Defendant Schillinger next contends that the terms of the option agreement are so indefinite that specific performance cannot be granted as a remedy. As already stated, the place of payment, when the contract is silent, is wherever the seller (creditor) can be found. Section 28-1-1206(2), MCA. The option agreement expressly provides for the manner of payment and the amount of payment: cash at $200 per acre. Further, although the interest to be conveyed is not mentioned in the option agreement, section 70-20-301, MCA, provides that where the contract or terms of the grant are silent, a fee simple is presumed to be intended to pass. Surely, defendant Schillinger did not contend that any less interest should pass, and if he so intended, he did not prove it.

Finally, defendant Schillinger contends the judgment must be reversed because the trial court erroneously excluded his testimony on three important matters going to the validity of the contract. Defendant contends that trial court excluded testimony that: he had no authority to sign the agreement; he had no intent to sign a contract; and whether anyone directed that a writing be made. The trial court excluded this offered evidence at one point in the trial because it would violate the parol evidence rule.
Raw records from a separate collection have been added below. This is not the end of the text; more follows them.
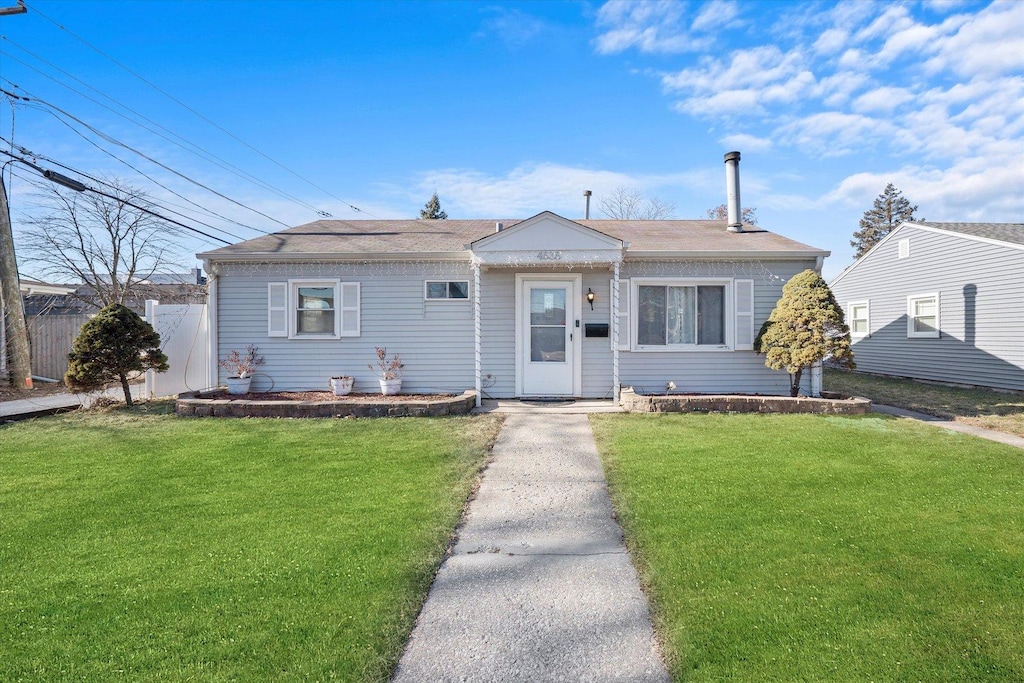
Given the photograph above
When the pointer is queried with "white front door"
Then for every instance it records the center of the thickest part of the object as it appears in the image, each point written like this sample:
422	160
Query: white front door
549	337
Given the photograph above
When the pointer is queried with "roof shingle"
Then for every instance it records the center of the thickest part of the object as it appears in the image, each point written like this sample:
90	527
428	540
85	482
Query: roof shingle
413	237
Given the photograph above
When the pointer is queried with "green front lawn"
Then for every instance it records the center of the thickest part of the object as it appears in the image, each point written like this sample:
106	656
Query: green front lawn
822	548
138	546
993	410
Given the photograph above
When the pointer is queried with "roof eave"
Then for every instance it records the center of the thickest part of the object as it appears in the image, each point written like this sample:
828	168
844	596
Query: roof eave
729	255
271	257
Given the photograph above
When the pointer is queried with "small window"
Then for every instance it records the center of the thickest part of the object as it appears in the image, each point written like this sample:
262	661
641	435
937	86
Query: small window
923	316
859	322
314	309
458	289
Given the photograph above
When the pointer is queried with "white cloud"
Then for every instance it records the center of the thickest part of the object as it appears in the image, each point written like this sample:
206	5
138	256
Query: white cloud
882	99
834	133
745	142
832	41
988	43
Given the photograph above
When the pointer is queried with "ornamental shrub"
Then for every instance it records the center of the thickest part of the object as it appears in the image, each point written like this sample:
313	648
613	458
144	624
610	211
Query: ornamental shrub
117	342
806	327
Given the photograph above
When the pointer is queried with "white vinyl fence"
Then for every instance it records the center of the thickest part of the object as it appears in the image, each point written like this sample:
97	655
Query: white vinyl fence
183	337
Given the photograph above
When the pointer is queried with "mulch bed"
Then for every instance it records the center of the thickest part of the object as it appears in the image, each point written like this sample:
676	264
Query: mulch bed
329	396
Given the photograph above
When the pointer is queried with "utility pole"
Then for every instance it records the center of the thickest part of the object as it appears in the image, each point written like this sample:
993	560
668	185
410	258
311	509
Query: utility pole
16	333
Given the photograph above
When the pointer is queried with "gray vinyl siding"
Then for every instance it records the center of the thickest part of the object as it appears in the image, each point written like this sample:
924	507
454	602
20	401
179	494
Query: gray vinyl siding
981	309
433	338
713	372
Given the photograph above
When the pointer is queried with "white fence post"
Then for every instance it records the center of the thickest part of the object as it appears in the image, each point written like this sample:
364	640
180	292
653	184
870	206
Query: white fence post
183	337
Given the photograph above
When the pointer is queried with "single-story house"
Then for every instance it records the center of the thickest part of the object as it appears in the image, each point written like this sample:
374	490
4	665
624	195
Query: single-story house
545	306
942	302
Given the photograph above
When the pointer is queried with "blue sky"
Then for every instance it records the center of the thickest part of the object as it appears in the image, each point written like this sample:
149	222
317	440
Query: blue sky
511	109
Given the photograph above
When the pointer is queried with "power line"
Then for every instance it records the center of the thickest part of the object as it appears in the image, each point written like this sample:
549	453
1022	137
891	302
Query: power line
184	143
143	173
162	205
114	140
120	200
189	109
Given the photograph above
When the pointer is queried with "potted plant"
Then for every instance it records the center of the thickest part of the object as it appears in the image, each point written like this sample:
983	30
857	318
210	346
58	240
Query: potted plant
388	371
241	367
342	384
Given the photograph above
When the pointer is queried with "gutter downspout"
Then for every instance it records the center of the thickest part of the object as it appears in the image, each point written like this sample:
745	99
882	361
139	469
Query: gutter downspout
614	333
477	353
212	370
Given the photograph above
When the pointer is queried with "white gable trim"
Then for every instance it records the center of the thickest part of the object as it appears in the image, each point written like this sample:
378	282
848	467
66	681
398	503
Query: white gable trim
546	240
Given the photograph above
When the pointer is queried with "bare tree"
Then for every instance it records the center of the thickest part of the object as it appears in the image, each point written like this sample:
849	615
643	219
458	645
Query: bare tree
748	214
630	204
112	247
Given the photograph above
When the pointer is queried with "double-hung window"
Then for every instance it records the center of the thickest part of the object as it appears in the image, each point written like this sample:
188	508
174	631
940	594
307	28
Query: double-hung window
859	321
313	309
923	316
682	313
445	290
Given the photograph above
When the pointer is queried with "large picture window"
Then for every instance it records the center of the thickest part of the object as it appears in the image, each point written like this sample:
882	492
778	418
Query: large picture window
683	314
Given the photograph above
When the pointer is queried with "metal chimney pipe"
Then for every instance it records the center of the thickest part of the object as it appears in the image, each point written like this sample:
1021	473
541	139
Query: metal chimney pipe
735	222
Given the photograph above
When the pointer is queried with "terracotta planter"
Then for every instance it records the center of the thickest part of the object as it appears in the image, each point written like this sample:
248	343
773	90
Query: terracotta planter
341	385
239	385
390	387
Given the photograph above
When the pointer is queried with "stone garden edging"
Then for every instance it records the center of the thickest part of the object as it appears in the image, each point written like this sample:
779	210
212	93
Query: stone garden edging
217	404
634	402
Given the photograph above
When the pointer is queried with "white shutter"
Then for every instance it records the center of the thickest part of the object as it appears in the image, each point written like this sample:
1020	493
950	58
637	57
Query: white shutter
348	309
276	309
744	314
624	313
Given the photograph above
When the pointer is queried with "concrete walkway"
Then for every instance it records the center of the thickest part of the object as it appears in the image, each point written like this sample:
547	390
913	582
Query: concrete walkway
33	407
981	432
539	587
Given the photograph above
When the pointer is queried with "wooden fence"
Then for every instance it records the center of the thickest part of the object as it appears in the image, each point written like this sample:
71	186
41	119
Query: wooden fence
50	338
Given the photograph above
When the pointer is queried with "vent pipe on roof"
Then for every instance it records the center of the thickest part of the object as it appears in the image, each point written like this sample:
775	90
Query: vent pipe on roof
735	223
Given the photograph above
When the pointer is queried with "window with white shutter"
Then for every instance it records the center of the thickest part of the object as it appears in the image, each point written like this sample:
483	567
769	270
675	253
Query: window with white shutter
313	309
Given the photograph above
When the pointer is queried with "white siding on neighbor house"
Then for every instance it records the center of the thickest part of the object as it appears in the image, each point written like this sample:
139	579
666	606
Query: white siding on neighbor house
981	309
433	338
712	371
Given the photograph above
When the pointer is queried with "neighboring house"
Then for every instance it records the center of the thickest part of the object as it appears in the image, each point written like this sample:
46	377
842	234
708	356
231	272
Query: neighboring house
941	302
545	306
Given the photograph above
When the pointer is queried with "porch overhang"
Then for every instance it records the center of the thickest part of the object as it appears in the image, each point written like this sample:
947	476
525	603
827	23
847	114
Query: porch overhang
548	258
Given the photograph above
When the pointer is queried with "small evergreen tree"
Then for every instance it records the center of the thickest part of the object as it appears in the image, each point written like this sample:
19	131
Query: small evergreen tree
110	346
432	210
806	327
890	209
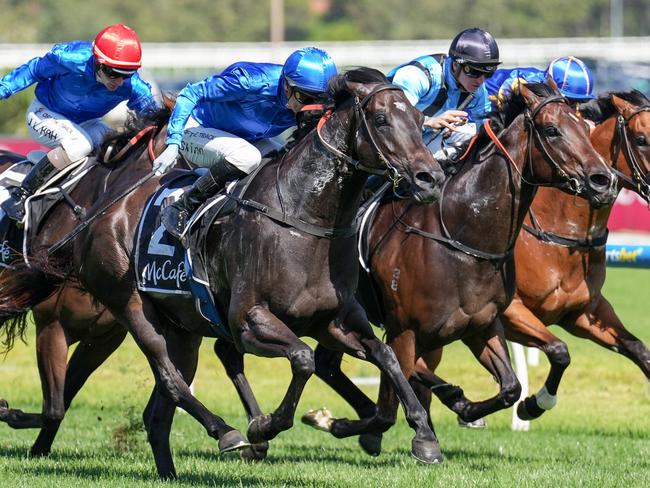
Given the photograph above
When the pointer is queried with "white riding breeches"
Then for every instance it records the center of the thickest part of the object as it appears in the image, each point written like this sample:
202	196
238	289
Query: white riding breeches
448	145
205	147
51	129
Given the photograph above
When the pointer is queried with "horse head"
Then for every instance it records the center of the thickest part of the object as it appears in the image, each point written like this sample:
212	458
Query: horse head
624	133
387	132
559	151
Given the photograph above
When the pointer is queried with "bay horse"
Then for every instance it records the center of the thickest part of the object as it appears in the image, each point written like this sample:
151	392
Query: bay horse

Defendant, however, contends that the offered testimony, because it goes to the validity of the contract, constitutes an exception to the parol evidence rule, citing section 28-2-905(1 )(b), MCA. While we agree with defendant’s analysis of the law, there was no prejudice here because such testimony was admitted later in the trial. Defendant testified that he signed the writing only in his capacity as a shareholder, that he intended only to sign corporate minutes rather than a contract, and that no one directed that the discussion be reduced to writing. For this reason, we see no prejudice in the earlier ruling of the trial court. The testimony was admitted, although the trial court clearly rejected it.

The judgment of the District Court ordering specific performance is affirmed.

MR. CHIEF JUSTICE HASWELL, JUSTICES DALY and HARRISON and PETER G. MELOY, District Judge, sitting for MR. JUSTICE SHEEHY, concur.